NATO has upped its "vigilance" amid an increase in "Russian intelligence activity" across its member countries, the military alliance's secretary-general acknowledged on Tuesday 

Asked about recent suspected Russian sabotage and arson attempts targeted at warehouses, shopping centres and households across EU and NATO countries, Stoltenberg refrained from directly pinning responsibility on the Kremlin.

But he clearly indicated the alliance was monitoring the events and underlined the importance of criminal investigations at national level.

"We have seen increased Russian intelligence activity across the alliance, therefore we have increased our vigilance, we have our own services who are closely monitoring what the Russians are doing," Stoltenberg - who is due to step down in October after a decade at NATO's helm - said.

"It is important that also nations are taking action (with) the arrests and the legal processes that have now started in the UK, in Germany, in Poland and in other countries," he added.

"We need to be ready and we need to share intelligence (...) to counter these different types of hybrid acts aimed at undermining the ability of NATO allies to provide support to Ukraine."

Russian attempts to 'intimidate'

Over the weekend, a New York Times report citing US and allied security officials claimed some of the recent hybrid attacks - notably attempted arson - in Europe were the work of the GRU, Moscow's military intelligence arm. 

The incidents include recent arson attempts on sites across Poland which led to nine individuals being arrested on suspicion of Russian sabotage last Tuesday.

Speaking to Polish broadcaster TVN24 last week, Polish Prime Minister Donald Tusk said the suspects - allegedly Ukrainian, Belarusian, and Polish citizens - had "engaged directly on behalf of the Russian services in acts of sabotage in Poland," including physical assault, arson and attempted arson.
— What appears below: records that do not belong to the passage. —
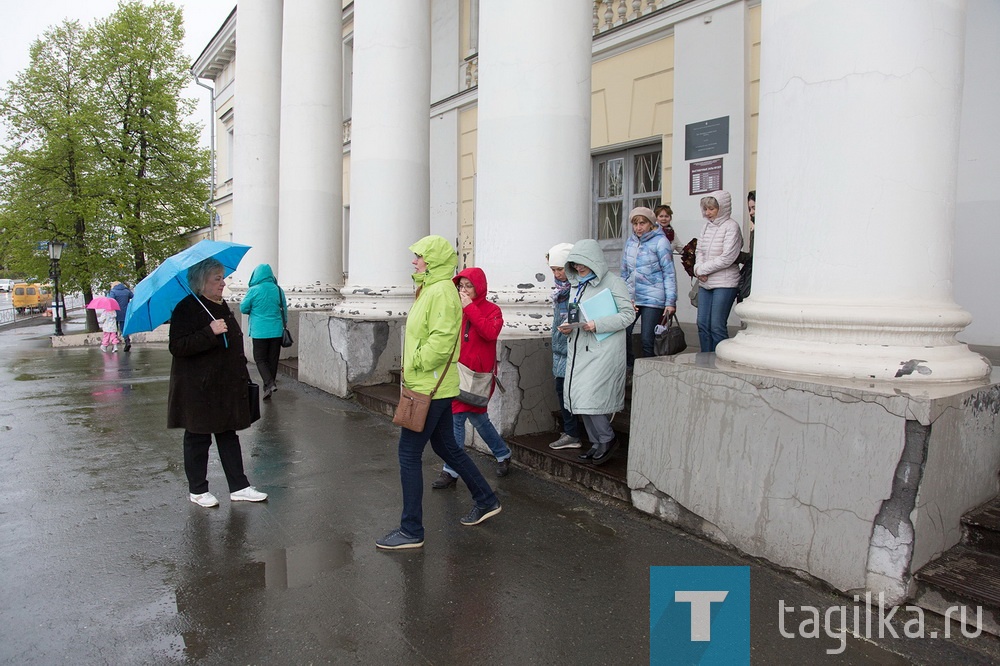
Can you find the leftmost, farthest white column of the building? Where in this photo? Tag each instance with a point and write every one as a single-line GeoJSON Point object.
{"type": "Point", "coordinates": [255, 159]}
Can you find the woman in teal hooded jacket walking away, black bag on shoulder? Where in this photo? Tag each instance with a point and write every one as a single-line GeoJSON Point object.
{"type": "Point", "coordinates": [267, 310]}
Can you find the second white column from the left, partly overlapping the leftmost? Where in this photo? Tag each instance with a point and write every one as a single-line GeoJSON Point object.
{"type": "Point", "coordinates": [310, 196]}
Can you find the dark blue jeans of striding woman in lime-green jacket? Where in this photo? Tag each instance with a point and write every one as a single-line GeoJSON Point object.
{"type": "Point", "coordinates": [441, 433]}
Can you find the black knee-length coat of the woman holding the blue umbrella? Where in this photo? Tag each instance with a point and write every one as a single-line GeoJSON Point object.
{"type": "Point", "coordinates": [208, 380]}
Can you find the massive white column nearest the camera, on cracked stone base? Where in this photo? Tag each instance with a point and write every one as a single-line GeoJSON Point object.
{"type": "Point", "coordinates": [859, 120]}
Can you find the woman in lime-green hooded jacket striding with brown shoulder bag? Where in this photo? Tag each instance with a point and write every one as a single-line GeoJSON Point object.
{"type": "Point", "coordinates": [430, 355]}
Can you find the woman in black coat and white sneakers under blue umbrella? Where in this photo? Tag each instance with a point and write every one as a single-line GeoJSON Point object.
{"type": "Point", "coordinates": [208, 384]}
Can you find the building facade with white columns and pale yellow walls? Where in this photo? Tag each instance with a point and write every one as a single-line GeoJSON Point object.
{"type": "Point", "coordinates": [353, 129]}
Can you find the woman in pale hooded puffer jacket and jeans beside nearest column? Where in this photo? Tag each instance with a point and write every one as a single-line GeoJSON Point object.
{"type": "Point", "coordinates": [716, 269]}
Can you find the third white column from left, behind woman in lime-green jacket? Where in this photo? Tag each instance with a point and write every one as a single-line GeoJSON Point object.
{"type": "Point", "coordinates": [390, 153]}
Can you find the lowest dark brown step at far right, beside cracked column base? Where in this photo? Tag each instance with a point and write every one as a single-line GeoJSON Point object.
{"type": "Point", "coordinates": [963, 576]}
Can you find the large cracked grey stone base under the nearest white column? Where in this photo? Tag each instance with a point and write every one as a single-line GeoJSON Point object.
{"type": "Point", "coordinates": [858, 484]}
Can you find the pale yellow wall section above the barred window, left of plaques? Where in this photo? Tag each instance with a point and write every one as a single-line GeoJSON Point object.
{"type": "Point", "coordinates": [632, 98]}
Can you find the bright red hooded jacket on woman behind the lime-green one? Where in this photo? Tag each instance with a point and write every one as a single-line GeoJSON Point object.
{"type": "Point", "coordinates": [481, 325]}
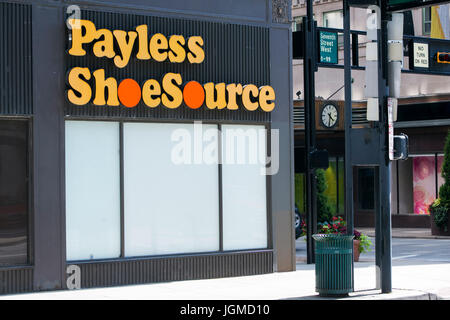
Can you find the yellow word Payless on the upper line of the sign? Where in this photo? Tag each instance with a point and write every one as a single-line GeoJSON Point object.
{"type": "Point", "coordinates": [159, 47]}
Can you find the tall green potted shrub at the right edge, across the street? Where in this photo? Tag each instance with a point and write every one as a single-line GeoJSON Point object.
{"type": "Point", "coordinates": [439, 209]}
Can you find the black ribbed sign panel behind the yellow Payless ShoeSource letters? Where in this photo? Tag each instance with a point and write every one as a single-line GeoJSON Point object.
{"type": "Point", "coordinates": [233, 54]}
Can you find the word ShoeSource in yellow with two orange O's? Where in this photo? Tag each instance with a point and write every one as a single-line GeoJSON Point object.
{"type": "Point", "coordinates": [170, 92]}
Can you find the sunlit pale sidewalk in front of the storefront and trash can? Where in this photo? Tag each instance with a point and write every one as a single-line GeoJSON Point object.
{"type": "Point", "coordinates": [411, 282]}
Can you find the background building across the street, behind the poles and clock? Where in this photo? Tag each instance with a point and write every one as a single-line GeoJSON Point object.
{"type": "Point", "coordinates": [423, 114]}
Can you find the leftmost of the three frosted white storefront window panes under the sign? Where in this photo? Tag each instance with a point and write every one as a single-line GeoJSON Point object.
{"type": "Point", "coordinates": [92, 190]}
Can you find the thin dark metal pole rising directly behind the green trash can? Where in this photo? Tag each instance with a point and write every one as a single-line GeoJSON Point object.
{"type": "Point", "coordinates": [348, 174]}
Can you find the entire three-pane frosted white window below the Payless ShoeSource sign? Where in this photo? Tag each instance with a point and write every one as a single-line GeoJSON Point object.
{"type": "Point", "coordinates": [169, 207]}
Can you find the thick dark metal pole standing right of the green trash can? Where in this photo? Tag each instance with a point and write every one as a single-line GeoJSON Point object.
{"type": "Point", "coordinates": [384, 220]}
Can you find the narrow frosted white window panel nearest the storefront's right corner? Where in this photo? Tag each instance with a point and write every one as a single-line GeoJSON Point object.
{"type": "Point", "coordinates": [244, 187]}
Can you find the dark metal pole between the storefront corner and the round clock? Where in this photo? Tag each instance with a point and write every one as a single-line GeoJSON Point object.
{"type": "Point", "coordinates": [308, 80]}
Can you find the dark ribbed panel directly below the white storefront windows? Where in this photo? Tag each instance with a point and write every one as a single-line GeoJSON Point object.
{"type": "Point", "coordinates": [207, 266]}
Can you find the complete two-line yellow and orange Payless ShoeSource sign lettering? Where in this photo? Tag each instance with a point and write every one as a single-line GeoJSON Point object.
{"type": "Point", "coordinates": [120, 46]}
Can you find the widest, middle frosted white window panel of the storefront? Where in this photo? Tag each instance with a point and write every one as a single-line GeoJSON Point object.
{"type": "Point", "coordinates": [169, 207]}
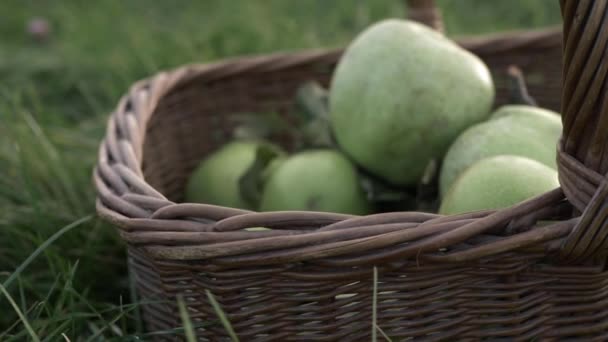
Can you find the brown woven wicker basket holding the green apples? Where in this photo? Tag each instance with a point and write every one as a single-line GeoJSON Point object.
{"type": "Point", "coordinates": [493, 275]}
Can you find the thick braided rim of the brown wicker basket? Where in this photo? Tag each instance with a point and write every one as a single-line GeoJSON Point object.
{"type": "Point", "coordinates": [178, 231]}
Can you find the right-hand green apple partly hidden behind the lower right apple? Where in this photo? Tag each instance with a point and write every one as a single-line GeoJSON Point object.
{"type": "Point", "coordinates": [514, 129]}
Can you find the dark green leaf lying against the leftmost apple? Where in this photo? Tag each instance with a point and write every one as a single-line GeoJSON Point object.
{"type": "Point", "coordinates": [252, 181]}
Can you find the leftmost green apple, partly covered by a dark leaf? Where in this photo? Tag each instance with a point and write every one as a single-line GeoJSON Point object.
{"type": "Point", "coordinates": [216, 180]}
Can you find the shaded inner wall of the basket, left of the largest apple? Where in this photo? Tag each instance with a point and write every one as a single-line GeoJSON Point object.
{"type": "Point", "coordinates": [200, 115]}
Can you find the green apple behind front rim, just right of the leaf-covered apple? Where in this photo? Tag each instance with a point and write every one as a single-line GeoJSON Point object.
{"type": "Point", "coordinates": [315, 180]}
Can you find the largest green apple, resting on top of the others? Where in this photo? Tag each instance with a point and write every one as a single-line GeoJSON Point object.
{"type": "Point", "coordinates": [401, 93]}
Tusk said the attacks included an attempt to set fire to a paint factory in the western Polish city of Wroclaw, as well as other recent incidents in Lithuania, Latvia, and potentially Sweden.
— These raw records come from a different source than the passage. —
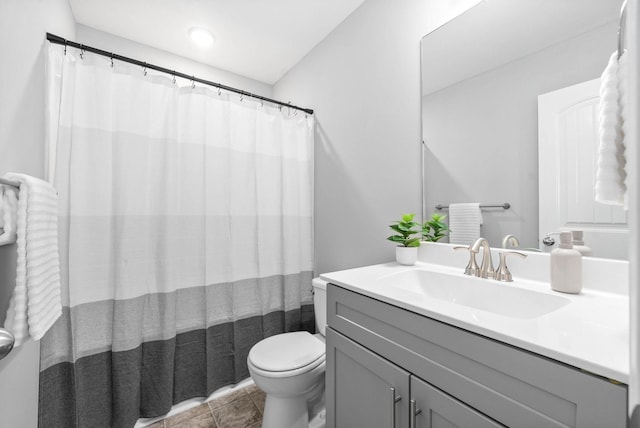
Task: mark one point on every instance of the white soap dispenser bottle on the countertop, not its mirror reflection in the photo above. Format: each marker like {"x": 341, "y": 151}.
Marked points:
{"x": 566, "y": 266}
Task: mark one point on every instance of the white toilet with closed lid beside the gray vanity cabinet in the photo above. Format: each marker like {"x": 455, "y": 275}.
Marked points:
{"x": 290, "y": 368}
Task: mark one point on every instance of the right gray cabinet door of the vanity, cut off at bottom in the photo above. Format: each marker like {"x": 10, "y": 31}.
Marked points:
{"x": 435, "y": 409}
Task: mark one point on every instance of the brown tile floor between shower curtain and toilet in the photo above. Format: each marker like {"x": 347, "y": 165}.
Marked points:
{"x": 239, "y": 409}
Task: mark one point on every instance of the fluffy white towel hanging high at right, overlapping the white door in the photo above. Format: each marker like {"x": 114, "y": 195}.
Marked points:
{"x": 610, "y": 186}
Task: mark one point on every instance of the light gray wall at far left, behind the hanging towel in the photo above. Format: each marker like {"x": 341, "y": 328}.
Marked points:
{"x": 22, "y": 81}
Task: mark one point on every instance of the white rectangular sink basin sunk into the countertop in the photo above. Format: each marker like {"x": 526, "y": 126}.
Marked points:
{"x": 484, "y": 294}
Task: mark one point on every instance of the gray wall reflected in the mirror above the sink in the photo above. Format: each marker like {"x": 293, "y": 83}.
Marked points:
{"x": 482, "y": 133}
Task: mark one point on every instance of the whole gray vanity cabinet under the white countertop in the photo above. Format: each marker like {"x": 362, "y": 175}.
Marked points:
{"x": 455, "y": 378}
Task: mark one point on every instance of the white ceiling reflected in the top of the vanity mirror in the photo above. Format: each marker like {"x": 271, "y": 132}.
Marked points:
{"x": 494, "y": 32}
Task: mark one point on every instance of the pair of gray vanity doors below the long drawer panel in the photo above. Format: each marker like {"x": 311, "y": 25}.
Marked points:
{"x": 372, "y": 392}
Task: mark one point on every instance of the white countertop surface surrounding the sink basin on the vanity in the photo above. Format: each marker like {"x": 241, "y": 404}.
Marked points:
{"x": 591, "y": 332}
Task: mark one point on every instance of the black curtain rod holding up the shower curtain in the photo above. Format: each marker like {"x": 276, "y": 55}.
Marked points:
{"x": 61, "y": 41}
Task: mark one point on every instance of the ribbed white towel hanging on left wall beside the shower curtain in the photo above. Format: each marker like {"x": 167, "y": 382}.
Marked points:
{"x": 36, "y": 303}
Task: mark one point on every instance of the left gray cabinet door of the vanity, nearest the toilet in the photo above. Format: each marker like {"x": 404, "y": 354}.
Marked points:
{"x": 363, "y": 389}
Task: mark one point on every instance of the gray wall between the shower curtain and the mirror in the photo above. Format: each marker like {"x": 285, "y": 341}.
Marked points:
{"x": 363, "y": 81}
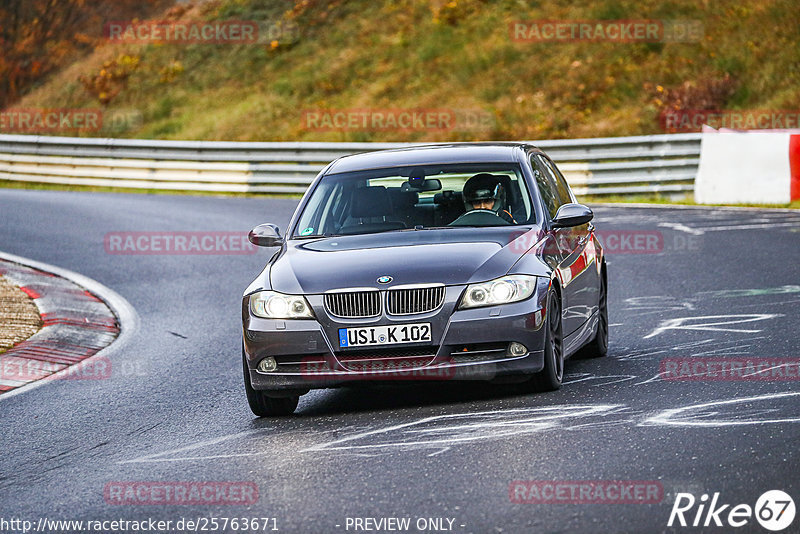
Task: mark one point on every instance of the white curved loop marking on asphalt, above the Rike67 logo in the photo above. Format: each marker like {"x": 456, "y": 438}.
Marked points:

A recent arson at an Ikea warehouse in Lithuania is now suspected of being linked to the Kremlin's operations.

Speaking to local media last Wednesday, Latvian Prime Minister Evika Siliņa also warned of possible Russian operations in the country, noting that "arson is one of the most typical forms of diversion for Russian special services."

In April, two German-Russian nationals were arrested in Germany for planning bombings and arson attacks against critical infrastructure and military bases.

Authorities in the United Kingdom, a non-EU member state but a NATO ally, also arrested two men in late April after an arson attempt on a Ukraine-linked business on an industrial estate in east London.

Speaking ahead of a meeting of  EU defence ministers in Brussels on Tuesday, the Netherlands' defence minister Kajsa Ollongren also raised the alarm: "What we're seeing now in several European countries is Russia trying to destabilise us, also to intimidate us."

"We are aware of this new way of working," she added. "And, so, yes, we are vulnerable. I think all of us are. We have vital infrastructure, we have undersea bed infrastructure, we have electricity supplies, water supplies (...) We are vulnerable but we can also protect ourselves if we cooperate between partners, with industry, and with our security services," she added.

The bloc's top diplomat Josep Borrell said there was no evidence yet to incriminate Russia for such attacks.